Perubahan kurikulum itu mencakup penghapusan subyek kebudayaan dan hal-hal terkait olahraga, dan menambahkan lebih banyak pengajaran Islam, seperti kajian Al Quran dan kehidupan Nabi Muhammad SAW, meskipun subyek itu sudah menjadi bagian dari kurikulum sebelum pengambilalihan Afghanistan oleh Taliban.
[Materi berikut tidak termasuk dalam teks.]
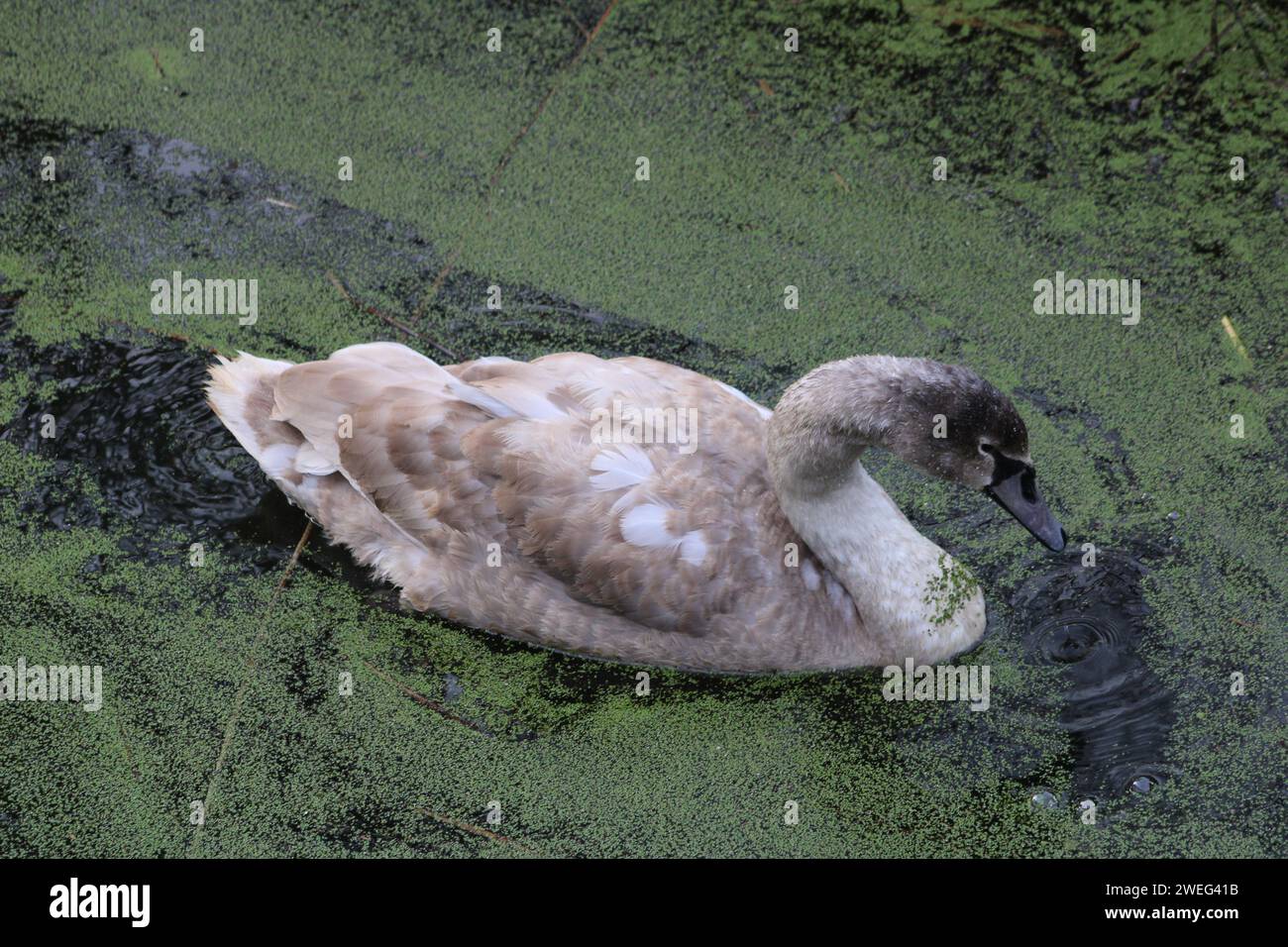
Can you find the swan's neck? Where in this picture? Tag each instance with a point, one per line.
(913, 600)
Di Kabul, Taliban mengatakan kepada staf perempuan di sedikitnya satu rumah sakit untuk memisahkan tempat kerja mereka dari laki-laki, atau tinggal di rumah. Seorang wartawan perempuan VOA yang keluar rumah dengan mengenakan burqa, diminta Taliban untuk juga menutup wajahnya.
Perempuan Tinggal di Rumah Dulu
Juru bicara Taliban Zabihullah Mujahid, Selasa (24/8), mengatakan militan kelompok itu “belum dilatih untuk berbicara dengan perempuan.” “Itulah sebabnya mereka meminta perempuan untuk sementara waktu tinggal di rumah, tetapi akan tetap menerima gaji. Segera setelah seluruh sistem berfungsi, perempuan dapat kembali ke tempat kerja,” ujarnya. Ia berbicara terutama tentang perempuan yang bekerja di kantor-kantor dan kementerian pemerintah.
Ketika ditekan oleh seorang wartawan perempuan yang khawatir dengan keselamatannya, Mujahid mengatakan ia tidak perlu khawatir. “Anda warga sipil. Tidak ada salahnya menjadi wartawan. Anda tidak perlu khawatir. Anda dapat kembali ke provinsi Anda dan bekerja,” ujarnya.
Mujahid mengakui ada sejumlah insiden aksi kekerasan atau pelecehan sporadis, dan berjanji akan menyelidikinya.
Taliban telah berupaya menyajikan wajah yang relatif moderat pada dunia untuk meraih legitimasi internasional. Perempuan – khususnya perempuan muda – mengatakan telah mendengar dari anggota-anggota keluarga mereka tentang kisah-kisah pemerintahan Taliban sebelumnya pada 1990an.
Saat itu perempuan dipukuli karena tidak menutup tubuh mereka secara benar, dan anak-anak perempuan tidak diizinkan bersekolah. Hal ini menyulitkan mereka untuk mempercayai janji Taliban. [em/lt]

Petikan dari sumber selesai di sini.